EVIDENCE TECHNOLOGY: What do you mean by that?

WYCKOFF: Well, I think you’re going to see more miniaturization. I think you are going to see many things that are going to be—I don’t know what the right word is—almost cookbookish in the sense that they will be very routine-oriented in nature. That will probably happen even with things like DNA. We are approaching that in some respects right now. There is nothing bad about that approach. It just means that you get greater productivity in casework, which is very important in any public laboratory because of the large number of cases. This approach allows the laboratory people to put out results for routine cases fairly rapidly. And that will free them to work on the unusual cases that require special handling of evidence and material.

EVIDENCE TECHNOLOGY: It sounds like some people would not like this particular approach…

WYCKOFF: A lot of people say that having standardized procedures is bad because it implies that forensic scientists are nothing more than technicians. A positive point is that it would allow us to turn out routine work more quickly and would give us time to do the other things that are important.

EVIDENCE TECHNOLOGY: What kind of “cookbookish” routines do you mean? Will it speed up the work?

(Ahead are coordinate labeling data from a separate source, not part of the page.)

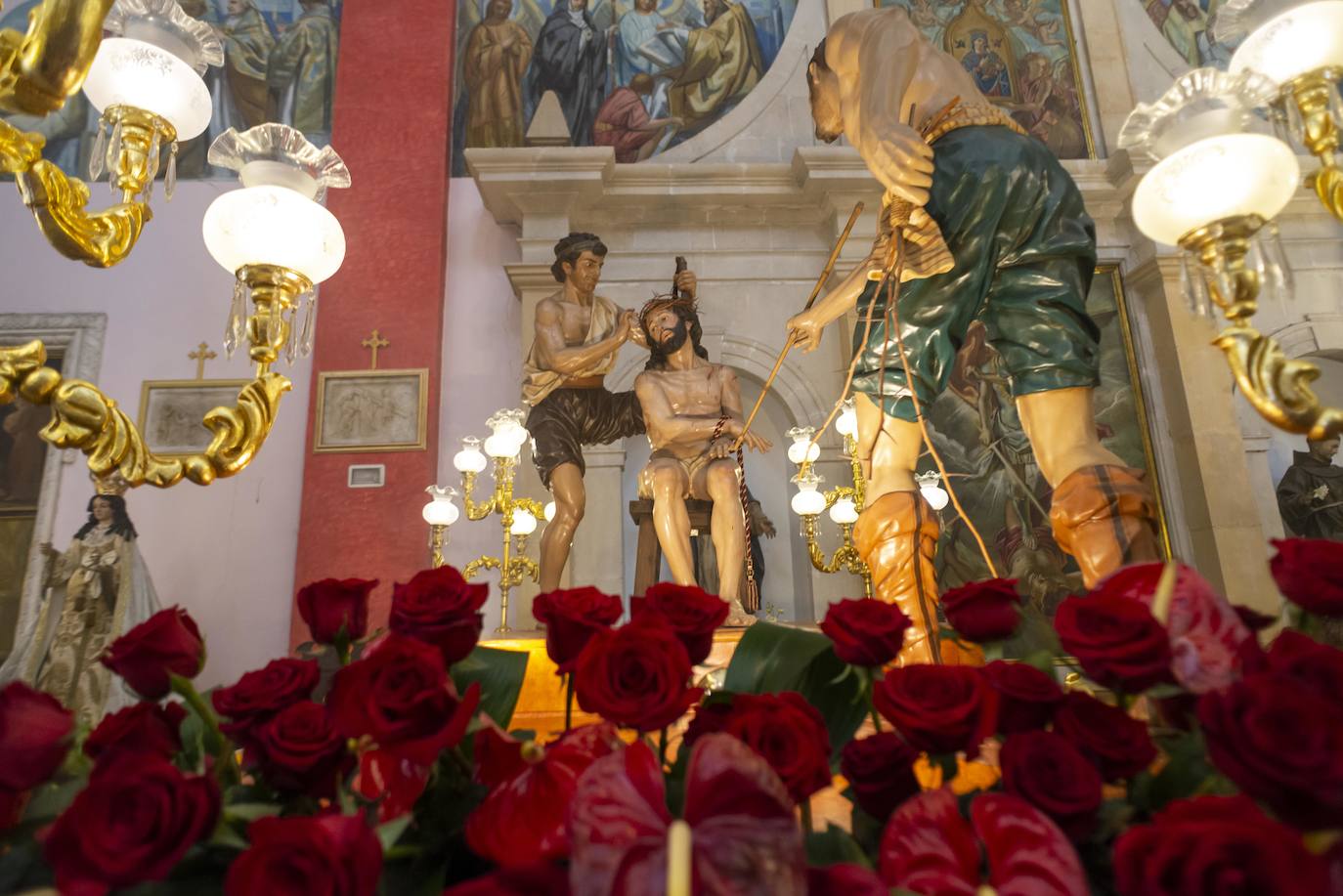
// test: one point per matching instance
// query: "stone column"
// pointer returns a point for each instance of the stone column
(1209, 491)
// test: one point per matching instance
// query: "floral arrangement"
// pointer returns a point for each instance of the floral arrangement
(386, 766)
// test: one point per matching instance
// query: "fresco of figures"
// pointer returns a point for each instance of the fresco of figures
(1020, 54)
(280, 64)
(638, 75)
(979, 437)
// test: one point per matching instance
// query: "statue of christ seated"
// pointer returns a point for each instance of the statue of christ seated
(693, 414)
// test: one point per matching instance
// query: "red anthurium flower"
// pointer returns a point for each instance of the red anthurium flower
(929, 848)
(523, 820)
(744, 835)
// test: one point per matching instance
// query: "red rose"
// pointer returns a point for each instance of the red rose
(1214, 845)
(523, 820)
(439, 608)
(1313, 665)
(692, 613)
(143, 728)
(1310, 574)
(785, 730)
(1209, 642)
(844, 880)
(865, 633)
(34, 737)
(1115, 742)
(983, 610)
(1116, 641)
(880, 770)
(635, 676)
(263, 692)
(133, 823)
(929, 848)
(744, 834)
(323, 856)
(531, 880)
(1052, 775)
(939, 709)
(1278, 745)
(401, 696)
(167, 642)
(571, 617)
(1026, 696)
(334, 608)
(301, 751)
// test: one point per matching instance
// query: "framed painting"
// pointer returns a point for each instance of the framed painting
(172, 412)
(976, 432)
(1022, 56)
(372, 411)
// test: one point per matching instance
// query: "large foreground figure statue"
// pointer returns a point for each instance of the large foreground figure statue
(578, 335)
(693, 412)
(991, 229)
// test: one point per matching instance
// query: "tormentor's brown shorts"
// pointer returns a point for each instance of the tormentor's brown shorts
(568, 418)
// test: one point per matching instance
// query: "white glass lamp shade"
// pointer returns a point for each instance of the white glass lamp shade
(273, 225)
(847, 422)
(441, 512)
(934, 495)
(801, 448)
(523, 523)
(1300, 40)
(844, 512)
(135, 72)
(1214, 179)
(469, 459)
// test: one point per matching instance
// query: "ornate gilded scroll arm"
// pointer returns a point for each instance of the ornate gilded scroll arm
(42, 68)
(86, 419)
(1276, 387)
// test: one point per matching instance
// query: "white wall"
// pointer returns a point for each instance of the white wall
(225, 552)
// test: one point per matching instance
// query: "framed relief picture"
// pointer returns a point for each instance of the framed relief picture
(372, 411)
(172, 412)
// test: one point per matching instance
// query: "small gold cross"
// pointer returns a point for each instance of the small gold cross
(375, 343)
(200, 357)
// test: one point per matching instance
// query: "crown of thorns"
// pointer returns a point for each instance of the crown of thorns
(665, 303)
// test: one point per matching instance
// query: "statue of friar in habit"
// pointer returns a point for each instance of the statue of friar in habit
(991, 229)
(693, 412)
(1310, 494)
(577, 337)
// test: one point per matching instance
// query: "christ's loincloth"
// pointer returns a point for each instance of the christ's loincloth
(1025, 251)
(696, 474)
(571, 416)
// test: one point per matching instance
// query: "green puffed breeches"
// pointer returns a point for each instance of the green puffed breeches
(1025, 251)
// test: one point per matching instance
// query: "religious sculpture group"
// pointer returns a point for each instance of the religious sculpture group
(980, 229)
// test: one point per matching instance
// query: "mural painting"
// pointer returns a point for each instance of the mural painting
(639, 75)
(979, 437)
(280, 64)
(1020, 54)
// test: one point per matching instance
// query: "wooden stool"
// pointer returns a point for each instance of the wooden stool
(647, 554)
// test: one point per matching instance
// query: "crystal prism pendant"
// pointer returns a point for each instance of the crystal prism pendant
(152, 165)
(234, 329)
(114, 152)
(100, 152)
(305, 344)
(171, 176)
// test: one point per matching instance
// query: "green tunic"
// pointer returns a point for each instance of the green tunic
(1025, 251)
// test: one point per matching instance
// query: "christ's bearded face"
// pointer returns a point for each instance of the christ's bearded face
(823, 89)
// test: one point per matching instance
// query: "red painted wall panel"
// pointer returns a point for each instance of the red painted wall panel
(392, 126)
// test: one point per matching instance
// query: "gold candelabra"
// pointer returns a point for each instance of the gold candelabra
(146, 79)
(519, 516)
(843, 501)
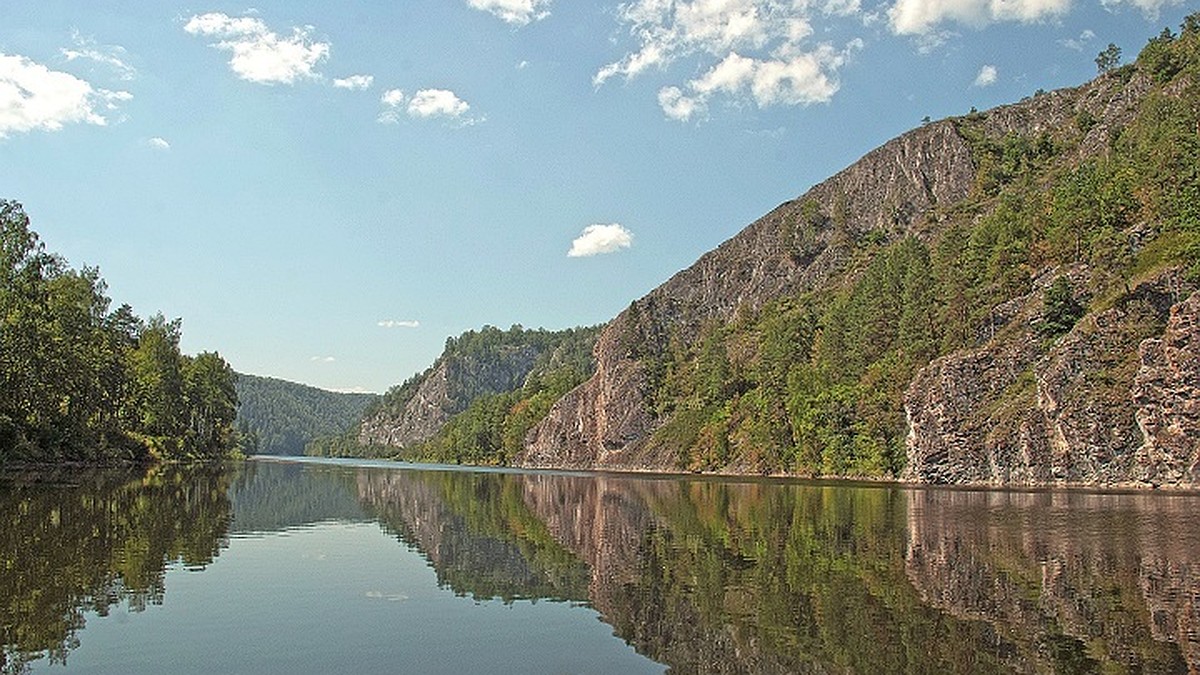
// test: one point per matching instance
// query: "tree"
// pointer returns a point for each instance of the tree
(1109, 59)
(1061, 311)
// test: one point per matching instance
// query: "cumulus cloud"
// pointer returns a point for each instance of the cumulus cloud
(393, 105)
(1078, 43)
(757, 51)
(1151, 9)
(921, 17)
(426, 103)
(437, 102)
(355, 82)
(987, 76)
(35, 97)
(600, 238)
(112, 55)
(519, 12)
(261, 54)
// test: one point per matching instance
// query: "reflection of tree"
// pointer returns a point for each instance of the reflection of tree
(85, 542)
(718, 577)
(271, 496)
(477, 532)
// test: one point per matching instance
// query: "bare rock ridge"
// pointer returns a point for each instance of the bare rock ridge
(789, 250)
(1008, 410)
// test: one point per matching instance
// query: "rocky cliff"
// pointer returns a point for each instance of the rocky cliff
(1113, 401)
(477, 364)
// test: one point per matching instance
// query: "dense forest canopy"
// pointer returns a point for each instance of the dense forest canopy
(499, 383)
(280, 418)
(1069, 219)
(81, 381)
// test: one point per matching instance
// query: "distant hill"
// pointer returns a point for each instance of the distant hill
(285, 416)
(1008, 297)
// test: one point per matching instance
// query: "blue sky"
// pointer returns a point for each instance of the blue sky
(327, 191)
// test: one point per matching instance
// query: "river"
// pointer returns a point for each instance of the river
(280, 566)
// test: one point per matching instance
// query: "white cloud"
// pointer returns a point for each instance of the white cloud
(921, 17)
(259, 54)
(426, 103)
(519, 12)
(987, 76)
(1078, 43)
(599, 238)
(1151, 9)
(677, 106)
(756, 51)
(393, 102)
(35, 97)
(437, 102)
(355, 82)
(111, 55)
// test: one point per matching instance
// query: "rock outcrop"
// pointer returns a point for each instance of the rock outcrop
(1014, 411)
(1014, 407)
(445, 390)
(798, 246)
(1167, 392)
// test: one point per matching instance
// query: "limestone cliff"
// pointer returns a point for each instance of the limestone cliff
(1109, 400)
(477, 364)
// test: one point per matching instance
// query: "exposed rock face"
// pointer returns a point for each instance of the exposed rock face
(1013, 408)
(1167, 390)
(797, 246)
(1015, 412)
(445, 390)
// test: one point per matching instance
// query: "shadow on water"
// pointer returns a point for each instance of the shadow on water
(81, 542)
(702, 575)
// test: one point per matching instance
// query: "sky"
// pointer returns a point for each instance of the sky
(327, 191)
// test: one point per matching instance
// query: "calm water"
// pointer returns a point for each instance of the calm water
(285, 567)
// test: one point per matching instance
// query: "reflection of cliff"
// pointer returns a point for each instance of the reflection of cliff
(81, 543)
(1073, 581)
(477, 533)
(717, 577)
(270, 496)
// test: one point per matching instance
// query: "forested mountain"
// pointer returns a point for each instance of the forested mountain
(83, 382)
(1005, 297)
(280, 417)
(478, 399)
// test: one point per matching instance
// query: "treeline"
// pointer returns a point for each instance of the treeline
(815, 383)
(280, 418)
(491, 424)
(83, 382)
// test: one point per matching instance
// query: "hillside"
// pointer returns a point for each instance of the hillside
(485, 390)
(1003, 298)
(1006, 297)
(283, 417)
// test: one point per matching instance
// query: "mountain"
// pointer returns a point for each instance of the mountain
(1003, 298)
(282, 417)
(473, 370)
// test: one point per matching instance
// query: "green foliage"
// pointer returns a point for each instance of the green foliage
(82, 382)
(283, 417)
(814, 383)
(1109, 59)
(1061, 310)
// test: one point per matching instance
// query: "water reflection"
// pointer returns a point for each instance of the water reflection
(702, 575)
(75, 543)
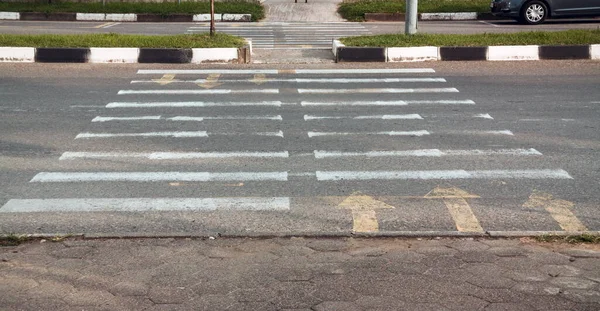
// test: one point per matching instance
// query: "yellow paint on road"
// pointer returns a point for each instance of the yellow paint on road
(363, 211)
(211, 81)
(459, 208)
(166, 79)
(559, 209)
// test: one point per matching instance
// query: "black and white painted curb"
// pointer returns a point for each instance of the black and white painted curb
(110, 17)
(486, 53)
(125, 55)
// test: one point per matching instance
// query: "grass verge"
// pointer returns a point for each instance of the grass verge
(234, 7)
(573, 239)
(355, 10)
(569, 37)
(219, 40)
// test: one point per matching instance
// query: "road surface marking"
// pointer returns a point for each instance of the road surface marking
(174, 134)
(378, 91)
(364, 217)
(211, 81)
(441, 175)
(392, 133)
(107, 119)
(198, 92)
(148, 134)
(289, 71)
(166, 79)
(186, 118)
(560, 210)
(191, 104)
(259, 79)
(322, 154)
(413, 116)
(172, 155)
(459, 208)
(158, 176)
(390, 103)
(146, 204)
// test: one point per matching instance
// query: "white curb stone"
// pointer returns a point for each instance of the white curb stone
(449, 16)
(215, 55)
(10, 54)
(202, 17)
(236, 17)
(91, 16)
(413, 54)
(114, 55)
(336, 44)
(595, 51)
(513, 52)
(121, 17)
(10, 15)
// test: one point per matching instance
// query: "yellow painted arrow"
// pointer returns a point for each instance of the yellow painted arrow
(459, 208)
(363, 211)
(211, 81)
(259, 79)
(166, 79)
(560, 210)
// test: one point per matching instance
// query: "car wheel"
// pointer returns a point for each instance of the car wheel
(534, 12)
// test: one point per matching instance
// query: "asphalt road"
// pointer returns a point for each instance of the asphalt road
(288, 151)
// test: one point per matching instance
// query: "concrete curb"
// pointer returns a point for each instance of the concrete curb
(484, 53)
(457, 16)
(126, 55)
(117, 17)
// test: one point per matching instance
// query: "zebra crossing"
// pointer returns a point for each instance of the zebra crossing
(287, 35)
(284, 141)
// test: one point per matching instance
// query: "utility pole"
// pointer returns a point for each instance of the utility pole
(212, 18)
(410, 25)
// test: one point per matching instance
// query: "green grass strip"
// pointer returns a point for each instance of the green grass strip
(233, 7)
(117, 40)
(355, 10)
(568, 37)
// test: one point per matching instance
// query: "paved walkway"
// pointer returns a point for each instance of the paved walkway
(313, 11)
(299, 274)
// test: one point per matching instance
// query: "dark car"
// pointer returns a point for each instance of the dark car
(536, 11)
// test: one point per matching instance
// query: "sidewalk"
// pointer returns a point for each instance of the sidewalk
(299, 274)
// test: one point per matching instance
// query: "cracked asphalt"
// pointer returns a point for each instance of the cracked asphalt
(299, 274)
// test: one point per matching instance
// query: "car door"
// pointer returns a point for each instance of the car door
(575, 7)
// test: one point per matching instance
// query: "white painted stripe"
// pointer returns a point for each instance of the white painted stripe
(106, 119)
(319, 80)
(441, 175)
(190, 104)
(199, 92)
(391, 133)
(484, 116)
(205, 71)
(321, 154)
(10, 15)
(172, 155)
(158, 176)
(390, 103)
(186, 118)
(146, 205)
(148, 134)
(382, 117)
(378, 91)
(297, 71)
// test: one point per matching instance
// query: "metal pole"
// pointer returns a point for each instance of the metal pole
(410, 25)
(212, 17)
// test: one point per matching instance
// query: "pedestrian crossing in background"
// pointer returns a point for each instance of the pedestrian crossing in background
(281, 128)
(281, 35)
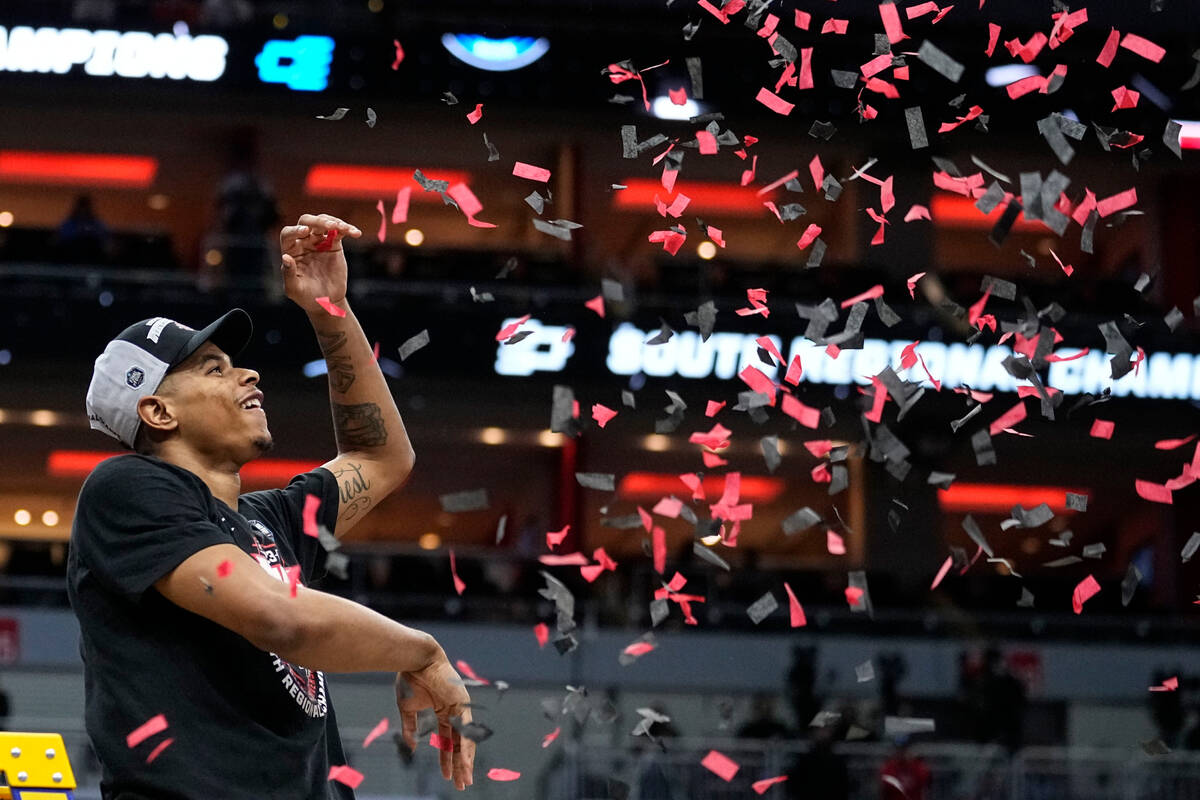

WYCKOFF: Yes. For example: Let’s say someone brings you a blood sample—or some white powder—to identify. Some of these procedures have gotten to the point where they are automated so that someone can just take a small sample, put it in an instrument, and get a result out of it. I think you’re going to see some continuing automation and better reagents and control samples and extraction procedures that are going to make that whole process even faster than it is right now.


WYCKOFF: Well, for example: A drug analysis that now takes from four to six hours could get down to just two hours. Or in certain instances, a DNA analysis may get down to a few hours —or a day or two at most. And, that’s not bad. I know there are going to be some who are going to say, “Well, that just proves that these people that we consider scientists are really just technicians.” But I disagree, because you still have to interpret those results—and that will take a real scientist. And, in fact, what it does is it gives us the time to get the relatively routine things finished while giving us more time to work on other more complex or more unusual criminal cases.

EVIDENCE TECHNOLOGY: Do you have any other thoughts about what the future will have to offer for those in the profession?

WYCKOFF: Changes are coming— whether the profession wants them or not. Most of us like the fact that things are becoming more automated. It takes a little bit of the pressure off of us, too, because one of the biggest complaints against public laboratories has been slow turn-around time. In my opinion, however, forensic scientists who work in public laboratories have many other tasks they must deal with. They probably testify more often than people in the private laboratories and they are oftentimes called on to do routine crime-scene work. So, there are many things that take away from their ability to be as productive as someone who deals with just sample analysis on a daily basis.

EVIDENCE TECHNOLOGY: Thank you for speaking with us today.